Model Attributes Configuration

To ensure accurate threshold evaluation, you should configure the ModelAttributes within your ModelSettings. This tells Sentinel AI about the specific limits and encoding of the model you are using.

final var modelSettings = ModelSettings.builder()
        .modelAttributes(ModelAttributes.builder()
                .contextWindowSize(128_000) // (1)!
                .encodingType(EncodingType.CL100K_BASE) // (2)!
                .build())
        .temperature(0.7f)
        .build();
  1. Context Window Size: The total number of tokens the model can handle (e.g., 128k for GPT-4o).
  2. Encoding Type: The tokenizer used for counting (e.g., CL100K_BASE for OpenAI models, O200K_BASE for GPT-4o).

Compaction Prompts Customization

You can customize how the summarization is performed by providing a CompactionPrompts object in the setup.

final var customPrompts = CompactionPrompts.builder()
        .summarizationSystemPrompt("You are a expert at distilling chat history...")
        .summarizationUserPrompt("Please summarize these messages: ${sessionMessages}")
        .promptSchema(myJsonSchema) // (1)!
        .build();
  1. You can provide a custom JSON schema to change the structure of the generated summary.

Default Summary Schema

By default, the compactor generates a structured output based on the following JSON schema:

{
  "type": "object",
  "properties": {
    "title": { "type": "string" }, // (1)!
    "keywords": { // (2)!
      "type": "array",
      "items": { "type": "string" }
    },
    "summary": { "type": "string" }, // (3)!
    "key_points": { // (4)!
      "type": "array",
      "items": { "type": "string" }
    },
    "key_facts": { // (5)!
      "type": "array",
      "items": { "type": "string" }
    },
    "sentiment": { // (6)!
      "type": "string",
      "enum": ["positive", "neutral", "negative"]
    },
    "confidence": { "type": "number" } // (7)!
  },
  "required": ["title", "keywords", "summary", "key_points", "key_facts", "sentiment", "confidence"]
}
  1. Title: A human-readable heading capturing the essence of the conversation.
  2. Keywords: Relevant topics (1-3 tags).
  3. Summary: Concise narrative capturing context and outcomes.
  4. Key Points: Distilled takeaways ordered by importance.
  5. Key Facts: Objective, verifiable facts extracted from the source.
  6. Sentiment: Overall tone of the content.
  7. Confidence: Model-assessed confidence in the summary (0-10).

Behaviour

Conversation History

When an agent execution starts, the extension fetches historical messages from the SessionStore.

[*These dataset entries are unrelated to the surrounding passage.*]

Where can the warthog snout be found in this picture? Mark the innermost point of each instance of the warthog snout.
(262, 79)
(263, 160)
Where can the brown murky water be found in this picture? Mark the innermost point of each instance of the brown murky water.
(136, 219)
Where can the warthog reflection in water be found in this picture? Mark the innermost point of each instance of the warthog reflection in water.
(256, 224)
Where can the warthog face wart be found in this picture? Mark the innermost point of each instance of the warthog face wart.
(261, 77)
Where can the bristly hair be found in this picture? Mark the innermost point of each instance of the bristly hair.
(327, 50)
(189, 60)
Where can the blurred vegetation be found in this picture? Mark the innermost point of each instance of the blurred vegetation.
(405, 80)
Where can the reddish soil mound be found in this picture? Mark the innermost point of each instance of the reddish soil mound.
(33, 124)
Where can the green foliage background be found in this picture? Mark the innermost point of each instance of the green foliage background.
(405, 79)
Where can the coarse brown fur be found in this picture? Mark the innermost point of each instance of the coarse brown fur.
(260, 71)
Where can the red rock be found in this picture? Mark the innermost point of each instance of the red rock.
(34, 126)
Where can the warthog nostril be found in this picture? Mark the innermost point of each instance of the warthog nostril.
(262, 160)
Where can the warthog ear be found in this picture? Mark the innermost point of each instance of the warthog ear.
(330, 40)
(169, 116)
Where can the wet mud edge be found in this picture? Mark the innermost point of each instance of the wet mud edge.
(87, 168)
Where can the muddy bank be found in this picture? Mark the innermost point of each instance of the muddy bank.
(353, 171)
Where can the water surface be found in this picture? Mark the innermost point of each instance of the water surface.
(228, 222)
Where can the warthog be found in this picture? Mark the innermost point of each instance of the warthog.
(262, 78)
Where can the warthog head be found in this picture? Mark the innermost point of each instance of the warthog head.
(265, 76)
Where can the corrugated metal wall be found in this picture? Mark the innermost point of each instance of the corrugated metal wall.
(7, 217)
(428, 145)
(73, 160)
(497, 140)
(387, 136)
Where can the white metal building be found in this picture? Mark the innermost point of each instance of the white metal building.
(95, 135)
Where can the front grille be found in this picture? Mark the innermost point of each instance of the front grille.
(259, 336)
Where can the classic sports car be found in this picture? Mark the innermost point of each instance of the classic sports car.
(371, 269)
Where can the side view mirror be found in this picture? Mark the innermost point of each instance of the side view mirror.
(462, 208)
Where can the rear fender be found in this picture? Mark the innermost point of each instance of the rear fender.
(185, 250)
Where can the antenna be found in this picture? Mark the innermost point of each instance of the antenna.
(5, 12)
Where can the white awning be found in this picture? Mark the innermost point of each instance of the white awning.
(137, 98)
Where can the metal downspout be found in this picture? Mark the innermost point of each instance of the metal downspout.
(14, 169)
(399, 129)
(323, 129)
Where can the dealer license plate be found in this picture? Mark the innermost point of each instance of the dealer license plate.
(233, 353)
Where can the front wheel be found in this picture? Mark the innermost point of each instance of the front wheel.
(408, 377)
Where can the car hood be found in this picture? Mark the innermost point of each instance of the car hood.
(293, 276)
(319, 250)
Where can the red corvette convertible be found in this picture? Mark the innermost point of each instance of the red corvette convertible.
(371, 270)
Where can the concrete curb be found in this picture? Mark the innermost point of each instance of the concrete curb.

It uses MessageSelector implementations (like UnpairedToolCallsRemover) to ensure the retrieved history is clean and coherent for the LLM.

Facts Injection

The latest summary is injected into the system prompt as a fact:

<knowledge>
    <facts>
        <description>Information about session session-123</description>
        <fact>
            <name>A summary of the conversation in this session</name>
            <content>The user asked about book summaries and the agent provided details for War and Peace.</content>
        </fact>
    </facts>
</knowledge>

Notes

  • Summarization happens asynchronously after the main agent execution is completed to avoid increasing latency for the user.
  • The extension automatically handles "compaction" when the model returns a LENGTH_EXCEEDED error, ensuring the next run has a summarized context.

Warnings

  • Concurrent Access: While storage implementations like ESSessionStore are thread-safe, concurrent updates to the same session summary might lead to race conditions where one summary overwrites another.
  • Storage Growth: Without a cleanup policy, session and message indices can grow significantly. Ensure you have a data retention strategy in place.

Caution: Footguns

Manual Message Management

Avoid passing oldMessages in AgentInput while using the AgentSessionExtension. The extension automatically retrieves history from the store. Providing oldMessages manually can result in duplicate messages or incorrect message ordering in the model prompt, as oldMessages are injected before the system prompt and extension-managed history.

Changing Model Context Windows

If you change the model used by an agent to one with a significantly smaller context window, existing sessions might fail with LENGTH_EXCEEDED before the automatic summarization can catch up. Monitor your token usage closely when switching models.